We do however, have some technical details about the processor, so we can calculate what the peak (maximum attainable) cache bandwidth should be.
Skylake processors (of which our CPU is an example) can execute two 64-byte loads per cycle and one 64-byte store per cycle. At 3.5GHz, this works out to a bandwidth of 2*64*3.5e9 = 417GB/s for loads and 213GB/s for stores for a total 625GB/s.
The L2 cache provide one 64-bytes load or store per cycle for 213GB/s.
I don't have any information about the L3.
They are certainly better than DRAM -- the L1's latency is 61/1.147 = 52.3 times lower than DRAM, and bandwidth (in our system with one bank of DRAM) is 625/18.8 = 33 times higher. Not only that, remember that we have six cores, so the total L1 cache bandwidth is 625GB/s * 6 = 3.7TB/s.
However, the minimum load latency -- 4 cycles -- is still pretty high, considering that it's 4 times longer than the latency for a simple integer arithmetic operation (add, sub, etc.). That means that having lots of load instructions can have a significant impact on CPI -- remember that unoptimized code from Lab 2 with all accesses to local variables on the stack? The 4 cycle L1 latency is part of why -O0 is so slow.
Caches are also slow compared to the register file. Skylake's register files have a total bandwidth (at 3.5GHz) of something like 5TB/s (although it's very hard to fully utilize it.) per core (or 30TB/s across all 6 cores). The register file latency is a little hard to quantify in a way that is comparable to cache latency, but 1/2 a cycle is a reasonable approximation.
The register file is also quite large: The total size is about 1kB. It's reasonable to think of the register file as a software-managed, "L0" cache.
Caches improve program performance by exploiting the fact that memory accesses are not random: Programs access memory in patterns and there is a lot of repetition in what programs do and a lot of similarity how programs behave at different times. This is not surprising since, programs are written languages with constructs like loops and function calls: These constructs naturally give rise to patterns because they cause the same code to execute repeatedly.
As you should recall from lecture, spatial locality is a property of a program (or part of a program) where it accesses memory locations nearby locations it has accessed recently. Let's see how spatial locality can affect performance.

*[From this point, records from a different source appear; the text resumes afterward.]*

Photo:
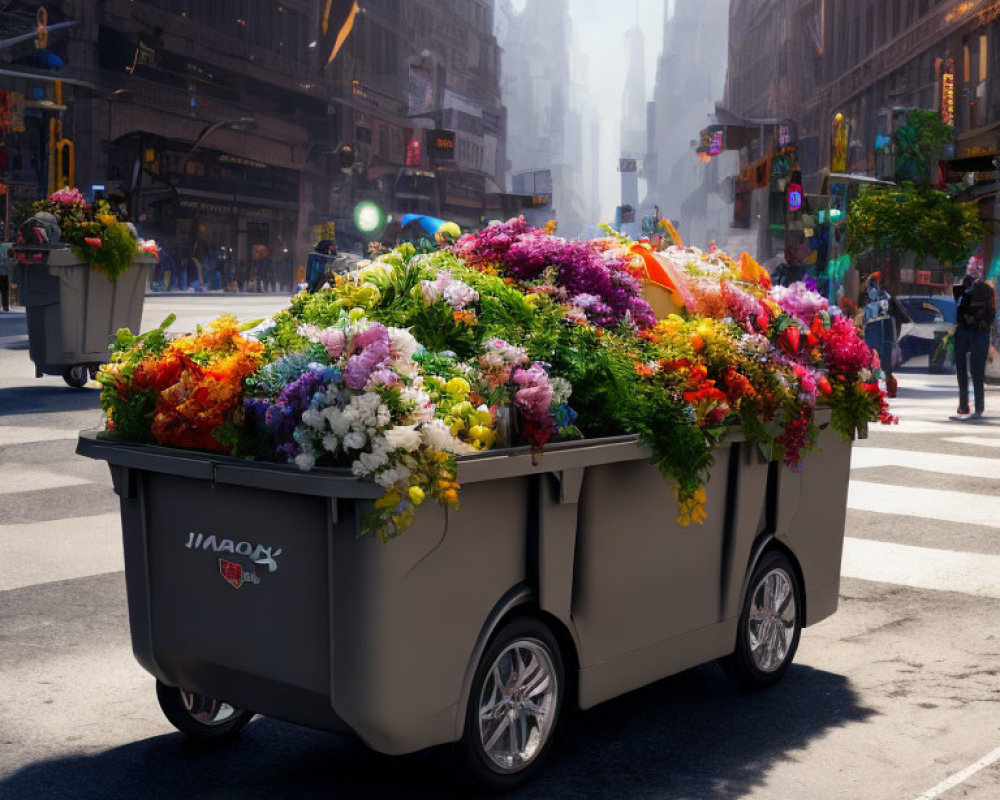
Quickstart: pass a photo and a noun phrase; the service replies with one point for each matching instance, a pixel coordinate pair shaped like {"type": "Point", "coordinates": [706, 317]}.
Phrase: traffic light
{"type": "Point", "coordinates": [368, 217]}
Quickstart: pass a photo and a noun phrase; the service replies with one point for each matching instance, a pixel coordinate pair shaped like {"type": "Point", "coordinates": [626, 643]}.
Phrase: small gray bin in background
{"type": "Point", "coordinates": [73, 312]}
{"type": "Point", "coordinates": [347, 632]}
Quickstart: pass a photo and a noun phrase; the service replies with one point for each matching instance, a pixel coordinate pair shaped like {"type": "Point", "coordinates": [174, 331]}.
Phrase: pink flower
{"type": "Point", "coordinates": [333, 341]}
{"type": "Point", "coordinates": [67, 196]}
{"type": "Point", "coordinates": [371, 349]}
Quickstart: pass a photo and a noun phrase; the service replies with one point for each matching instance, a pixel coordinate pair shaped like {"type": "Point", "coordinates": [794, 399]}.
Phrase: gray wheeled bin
{"type": "Point", "coordinates": [73, 312]}
{"type": "Point", "coordinates": [562, 578]}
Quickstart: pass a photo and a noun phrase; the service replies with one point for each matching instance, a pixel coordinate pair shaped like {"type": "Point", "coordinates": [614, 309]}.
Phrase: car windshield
{"type": "Point", "coordinates": [930, 309]}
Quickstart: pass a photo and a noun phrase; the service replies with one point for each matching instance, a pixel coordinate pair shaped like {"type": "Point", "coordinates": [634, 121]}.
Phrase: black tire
{"type": "Point", "coordinates": [765, 647]}
{"type": "Point", "coordinates": [76, 376]}
{"type": "Point", "coordinates": [520, 638]}
{"type": "Point", "coordinates": [198, 716]}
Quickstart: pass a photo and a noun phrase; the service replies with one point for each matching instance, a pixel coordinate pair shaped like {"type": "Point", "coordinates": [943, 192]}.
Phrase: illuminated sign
{"type": "Point", "coordinates": [443, 143]}
{"type": "Point", "coordinates": [794, 196]}
{"type": "Point", "coordinates": [948, 92]}
{"type": "Point", "coordinates": [988, 14]}
{"type": "Point", "coordinates": [715, 141]}
{"type": "Point", "coordinates": [959, 11]}
{"type": "Point", "coordinates": [413, 153]}
{"type": "Point", "coordinates": [784, 135]}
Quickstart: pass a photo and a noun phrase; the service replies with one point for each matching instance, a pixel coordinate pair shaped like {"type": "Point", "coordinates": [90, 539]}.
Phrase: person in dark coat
{"type": "Point", "coordinates": [977, 308]}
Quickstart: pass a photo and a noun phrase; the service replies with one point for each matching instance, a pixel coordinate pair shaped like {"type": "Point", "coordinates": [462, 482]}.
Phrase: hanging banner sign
{"type": "Point", "coordinates": [948, 91]}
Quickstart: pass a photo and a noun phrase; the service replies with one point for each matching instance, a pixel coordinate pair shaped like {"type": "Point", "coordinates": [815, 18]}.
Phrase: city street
{"type": "Point", "coordinates": [895, 697]}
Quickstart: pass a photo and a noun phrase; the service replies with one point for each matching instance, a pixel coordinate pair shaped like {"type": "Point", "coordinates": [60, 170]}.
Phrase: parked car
{"type": "Point", "coordinates": [933, 318]}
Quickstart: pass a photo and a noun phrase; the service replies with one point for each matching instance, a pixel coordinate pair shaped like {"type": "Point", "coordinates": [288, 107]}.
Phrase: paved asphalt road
{"type": "Point", "coordinates": [893, 698]}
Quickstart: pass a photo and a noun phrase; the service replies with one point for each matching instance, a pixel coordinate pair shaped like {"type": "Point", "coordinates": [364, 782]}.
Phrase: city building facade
{"type": "Point", "coordinates": [837, 78]}
{"type": "Point", "coordinates": [236, 128]}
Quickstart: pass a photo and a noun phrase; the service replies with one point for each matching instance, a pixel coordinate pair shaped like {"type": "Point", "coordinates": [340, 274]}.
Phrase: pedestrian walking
{"type": "Point", "coordinates": [5, 275]}
{"type": "Point", "coordinates": [977, 308]}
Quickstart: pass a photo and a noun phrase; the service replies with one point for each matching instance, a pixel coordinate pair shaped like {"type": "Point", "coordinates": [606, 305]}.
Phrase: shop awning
{"type": "Point", "coordinates": [972, 164]}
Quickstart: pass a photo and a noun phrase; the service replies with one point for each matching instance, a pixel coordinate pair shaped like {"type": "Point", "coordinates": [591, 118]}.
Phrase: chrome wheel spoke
{"type": "Point", "coordinates": [771, 620]}
{"type": "Point", "coordinates": [515, 715]}
{"type": "Point", "coordinates": [501, 727]}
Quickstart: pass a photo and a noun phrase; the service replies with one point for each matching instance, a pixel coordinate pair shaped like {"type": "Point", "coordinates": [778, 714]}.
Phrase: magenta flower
{"type": "Point", "coordinates": [371, 350]}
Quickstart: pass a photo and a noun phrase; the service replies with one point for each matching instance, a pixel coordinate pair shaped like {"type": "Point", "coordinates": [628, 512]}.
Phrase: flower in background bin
{"type": "Point", "coordinates": [333, 341]}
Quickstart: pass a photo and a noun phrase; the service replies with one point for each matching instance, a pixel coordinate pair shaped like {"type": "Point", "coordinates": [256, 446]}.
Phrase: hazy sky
{"type": "Point", "coordinates": [599, 29]}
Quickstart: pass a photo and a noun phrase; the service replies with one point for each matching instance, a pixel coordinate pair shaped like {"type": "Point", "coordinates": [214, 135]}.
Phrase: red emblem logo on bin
{"type": "Point", "coordinates": [232, 572]}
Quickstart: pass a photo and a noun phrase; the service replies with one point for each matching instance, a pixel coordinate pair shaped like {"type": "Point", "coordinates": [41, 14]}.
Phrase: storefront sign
{"type": "Point", "coordinates": [794, 197]}
{"type": "Point", "coordinates": [784, 135]}
{"type": "Point", "coordinates": [442, 144]}
{"type": "Point", "coordinates": [988, 14]}
{"type": "Point", "coordinates": [413, 153]}
{"type": "Point", "coordinates": [757, 175]}
{"type": "Point", "coordinates": [948, 92]}
{"type": "Point", "coordinates": [715, 140]}
{"type": "Point", "coordinates": [959, 11]}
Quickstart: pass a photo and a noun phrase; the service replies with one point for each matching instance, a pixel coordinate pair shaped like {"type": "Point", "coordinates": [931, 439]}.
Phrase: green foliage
{"type": "Point", "coordinates": [915, 219]}
{"type": "Point", "coordinates": [921, 144]}
{"type": "Point", "coordinates": [128, 406]}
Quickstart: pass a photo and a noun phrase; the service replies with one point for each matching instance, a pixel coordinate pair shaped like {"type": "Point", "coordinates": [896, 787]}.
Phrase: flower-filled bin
{"type": "Point", "coordinates": [84, 274]}
{"type": "Point", "coordinates": [73, 311]}
{"type": "Point", "coordinates": [251, 582]}
{"type": "Point", "coordinates": [456, 490]}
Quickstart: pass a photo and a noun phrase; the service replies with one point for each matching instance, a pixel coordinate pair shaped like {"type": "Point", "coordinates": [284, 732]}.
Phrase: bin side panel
{"type": "Point", "coordinates": [641, 577]}
{"type": "Point", "coordinates": [217, 612]}
{"type": "Point", "coordinates": [812, 510]}
{"type": "Point", "coordinates": [408, 613]}
{"type": "Point", "coordinates": [41, 301]}
{"type": "Point", "coordinates": [92, 309]}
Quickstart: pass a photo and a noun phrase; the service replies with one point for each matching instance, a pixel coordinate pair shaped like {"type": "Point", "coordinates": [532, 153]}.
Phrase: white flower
{"type": "Point", "coordinates": [458, 295]}
{"type": "Point", "coordinates": [310, 332]}
{"type": "Point", "coordinates": [436, 435]}
{"type": "Point", "coordinates": [331, 443]}
{"type": "Point", "coordinates": [398, 475]}
{"type": "Point", "coordinates": [355, 441]}
{"type": "Point", "coordinates": [338, 421]}
{"type": "Point", "coordinates": [312, 418]}
{"type": "Point", "coordinates": [405, 437]}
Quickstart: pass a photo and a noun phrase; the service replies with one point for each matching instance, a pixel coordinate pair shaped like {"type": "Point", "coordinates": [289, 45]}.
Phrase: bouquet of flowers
{"type": "Point", "coordinates": [511, 336]}
{"type": "Point", "coordinates": [94, 234]}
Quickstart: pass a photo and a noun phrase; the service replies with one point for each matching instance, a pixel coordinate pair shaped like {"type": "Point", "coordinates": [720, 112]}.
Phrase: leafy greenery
{"type": "Point", "coordinates": [915, 219]}
{"type": "Point", "coordinates": [921, 144]}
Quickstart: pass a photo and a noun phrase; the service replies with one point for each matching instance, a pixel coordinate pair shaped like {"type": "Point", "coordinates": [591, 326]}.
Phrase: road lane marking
{"type": "Point", "coordinates": [941, 504]}
{"type": "Point", "coordinates": [980, 441]}
{"type": "Point", "coordinates": [59, 550]}
{"type": "Point", "coordinates": [868, 457]}
{"type": "Point", "coordinates": [16, 478]}
{"type": "Point", "coordinates": [921, 567]}
{"type": "Point", "coordinates": [911, 425]}
{"type": "Point", "coordinates": [25, 434]}
{"type": "Point", "coordinates": [960, 777]}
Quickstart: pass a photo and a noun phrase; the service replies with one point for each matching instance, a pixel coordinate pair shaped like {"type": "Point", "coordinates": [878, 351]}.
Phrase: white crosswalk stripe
{"type": "Point", "coordinates": [24, 434]}
{"type": "Point", "coordinates": [58, 550]}
{"type": "Point", "coordinates": [21, 478]}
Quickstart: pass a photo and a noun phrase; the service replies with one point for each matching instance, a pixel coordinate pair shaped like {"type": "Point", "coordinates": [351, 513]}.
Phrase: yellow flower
{"type": "Point", "coordinates": [457, 387]}
{"type": "Point", "coordinates": [483, 435]}
{"type": "Point", "coordinates": [416, 495]}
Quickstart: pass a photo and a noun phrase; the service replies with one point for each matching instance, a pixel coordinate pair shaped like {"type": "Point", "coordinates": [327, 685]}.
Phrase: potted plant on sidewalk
{"type": "Point", "coordinates": [85, 275]}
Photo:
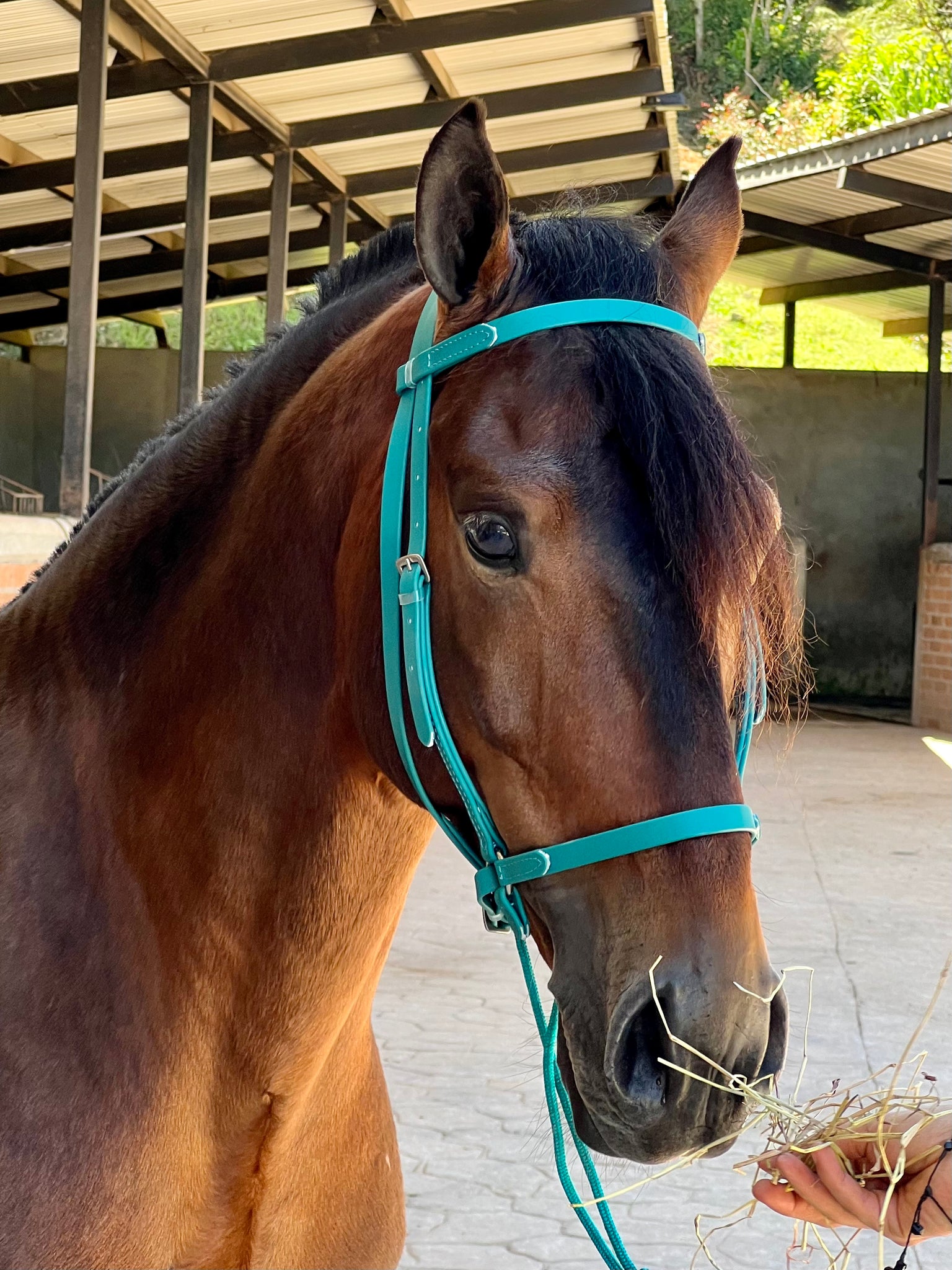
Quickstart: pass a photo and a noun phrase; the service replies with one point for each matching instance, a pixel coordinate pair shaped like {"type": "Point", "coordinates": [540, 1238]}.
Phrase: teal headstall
{"type": "Point", "coordinates": [408, 660]}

Here's a simple test program that accesses a 1-dimensional tensor at different "strides". The "stride" of a sequence of accesses is just the distance between consecutive accesses. So, "stride 1" means accessing each element, and "stride 2" means accessing every other element. The outer loop ensures that the total number of accesses the loop perform remains the same, regardless of stride size).
We'll discuss temporal locality in the next lab.
In this lab, you have seen how important memory alignment is and how the compiler lays out structs to enforce it.
You have measured spatial locality and seen how its presence or absence can affect performance.